Yesterday’s CTU employment relations debate was reported as feisty, but it felt fairly tame compared to union election debates of yore. There were a couple of heckles, mostly just rude and abusive rather than the traditionally to be expected gruffly humorous or vaguely threatening. There were a plethora leaflets being handed out from the Greens, Labour, the Alliance, and RAM (the last two were aggrieved at being excluded from the debate) so each attendee walked away with a veritable tree’s worth of literature.
What struck me was that Labour and the Progressives have got a down a tidy patter talking about the achievements they have won and attacking National for wanting to take away those gains. Their campaign is basically shaping up as a list of achievements and attacks.
Whereas, by comparison, Sue’s answers to questions were essentially forward looking – what can we achieve next?

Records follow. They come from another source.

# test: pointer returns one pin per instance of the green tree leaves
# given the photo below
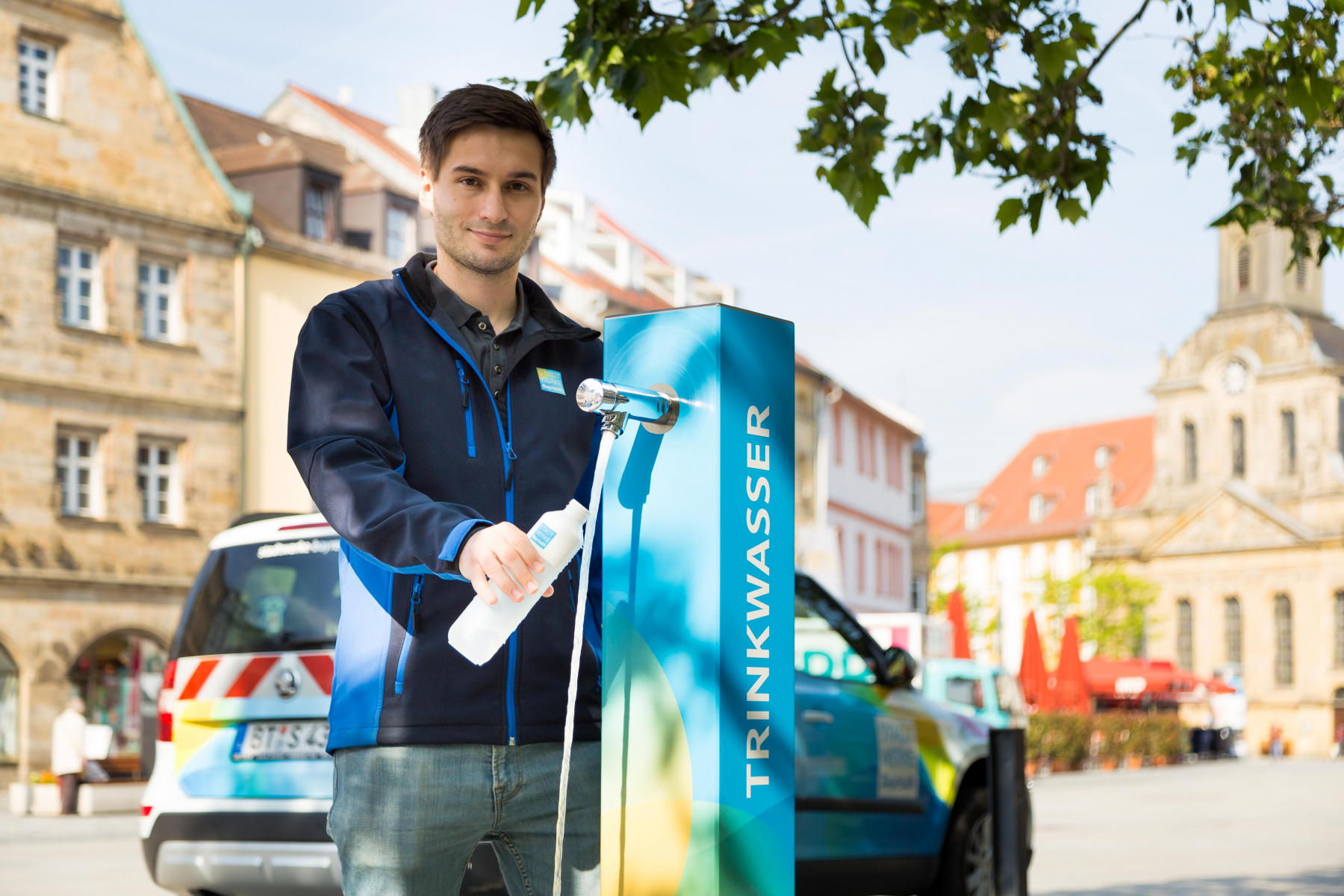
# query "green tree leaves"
(1272, 69)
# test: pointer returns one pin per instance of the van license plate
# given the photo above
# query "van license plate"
(282, 741)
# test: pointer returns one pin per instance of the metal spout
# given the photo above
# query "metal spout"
(612, 401)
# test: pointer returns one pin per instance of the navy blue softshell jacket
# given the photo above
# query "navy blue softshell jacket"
(405, 453)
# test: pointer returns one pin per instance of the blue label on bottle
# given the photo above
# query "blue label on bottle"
(551, 381)
(544, 535)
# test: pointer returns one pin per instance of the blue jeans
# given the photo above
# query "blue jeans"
(406, 818)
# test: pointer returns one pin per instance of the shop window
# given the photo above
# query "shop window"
(1283, 641)
(1233, 630)
(8, 707)
(119, 677)
(37, 77)
(1184, 635)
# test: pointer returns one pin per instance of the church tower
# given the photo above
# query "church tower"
(1257, 269)
(1242, 528)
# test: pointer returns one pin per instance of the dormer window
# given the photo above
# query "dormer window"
(320, 211)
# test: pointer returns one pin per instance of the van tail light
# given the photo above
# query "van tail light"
(166, 718)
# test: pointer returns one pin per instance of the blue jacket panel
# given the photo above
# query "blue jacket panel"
(405, 453)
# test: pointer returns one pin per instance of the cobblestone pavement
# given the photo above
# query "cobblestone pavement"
(1214, 829)
(73, 856)
(1233, 828)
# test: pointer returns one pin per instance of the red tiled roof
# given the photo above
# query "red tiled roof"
(371, 128)
(1071, 467)
(635, 300)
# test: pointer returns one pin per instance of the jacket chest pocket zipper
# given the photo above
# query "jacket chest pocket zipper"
(411, 623)
(467, 408)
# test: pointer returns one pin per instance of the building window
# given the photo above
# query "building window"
(37, 67)
(1184, 635)
(1238, 449)
(158, 301)
(1288, 435)
(399, 235)
(1339, 629)
(895, 465)
(1233, 630)
(319, 213)
(80, 285)
(838, 420)
(158, 480)
(78, 473)
(1283, 640)
(1191, 454)
(862, 571)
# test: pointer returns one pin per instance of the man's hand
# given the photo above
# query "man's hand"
(490, 553)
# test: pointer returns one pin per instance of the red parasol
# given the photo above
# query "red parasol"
(1033, 675)
(957, 617)
(1070, 691)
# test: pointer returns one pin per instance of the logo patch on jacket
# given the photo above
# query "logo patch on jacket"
(551, 381)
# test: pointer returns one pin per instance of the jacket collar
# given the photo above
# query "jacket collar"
(541, 311)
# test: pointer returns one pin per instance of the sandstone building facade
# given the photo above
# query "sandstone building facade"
(1243, 527)
(120, 373)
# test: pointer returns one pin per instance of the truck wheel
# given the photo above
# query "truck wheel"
(968, 855)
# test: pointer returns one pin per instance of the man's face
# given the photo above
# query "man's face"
(487, 198)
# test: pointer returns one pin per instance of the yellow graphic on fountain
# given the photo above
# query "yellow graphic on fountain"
(648, 763)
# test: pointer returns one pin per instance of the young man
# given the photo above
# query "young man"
(433, 418)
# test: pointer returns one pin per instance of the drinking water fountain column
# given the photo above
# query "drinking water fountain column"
(698, 605)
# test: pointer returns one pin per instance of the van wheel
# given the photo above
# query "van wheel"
(968, 855)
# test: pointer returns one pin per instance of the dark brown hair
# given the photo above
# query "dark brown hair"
(482, 105)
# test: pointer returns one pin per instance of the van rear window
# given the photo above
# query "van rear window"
(252, 598)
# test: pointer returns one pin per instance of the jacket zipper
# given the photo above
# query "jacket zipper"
(508, 511)
(411, 617)
(467, 408)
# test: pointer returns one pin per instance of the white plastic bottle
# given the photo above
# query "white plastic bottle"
(483, 628)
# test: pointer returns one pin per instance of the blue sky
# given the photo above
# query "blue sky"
(987, 337)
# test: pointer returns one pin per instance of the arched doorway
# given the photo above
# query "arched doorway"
(119, 677)
(8, 709)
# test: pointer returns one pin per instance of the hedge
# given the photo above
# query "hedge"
(1068, 738)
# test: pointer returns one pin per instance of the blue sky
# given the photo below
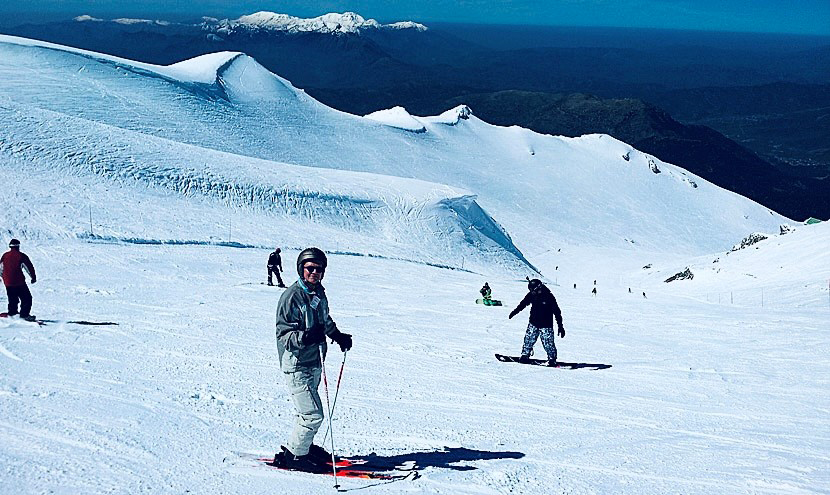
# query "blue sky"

She talked about improving the Employment Relations Act, starting work on a 35 hour week, creating a new Mondayised holiday for workers, lifting the minimum wage to $15 and extending paid parental leave.
That practical positivity accords with what Ben Thomas noted in the NBR recently:
But where are the government’s new ideas coming from to continue the dream of moderate social democracy it has been working on for nine years?
At least as far as its key area of employment relations is concerned, the answer is probably – the Greens. To a large extent the Labour government has outsourced its industrial relations policy-making to the Greens over the last three years.
Labour’s campaign strategy is fine is fine as far as it goes. In the area of employment relations there are significant differences to highlight between the Labour Progressive government and the National party. And I’m sure it’s got more policy to come. But Sue’s positive and, dare I say it, ambitious approach seemed to go down well with workers and union members yesterday.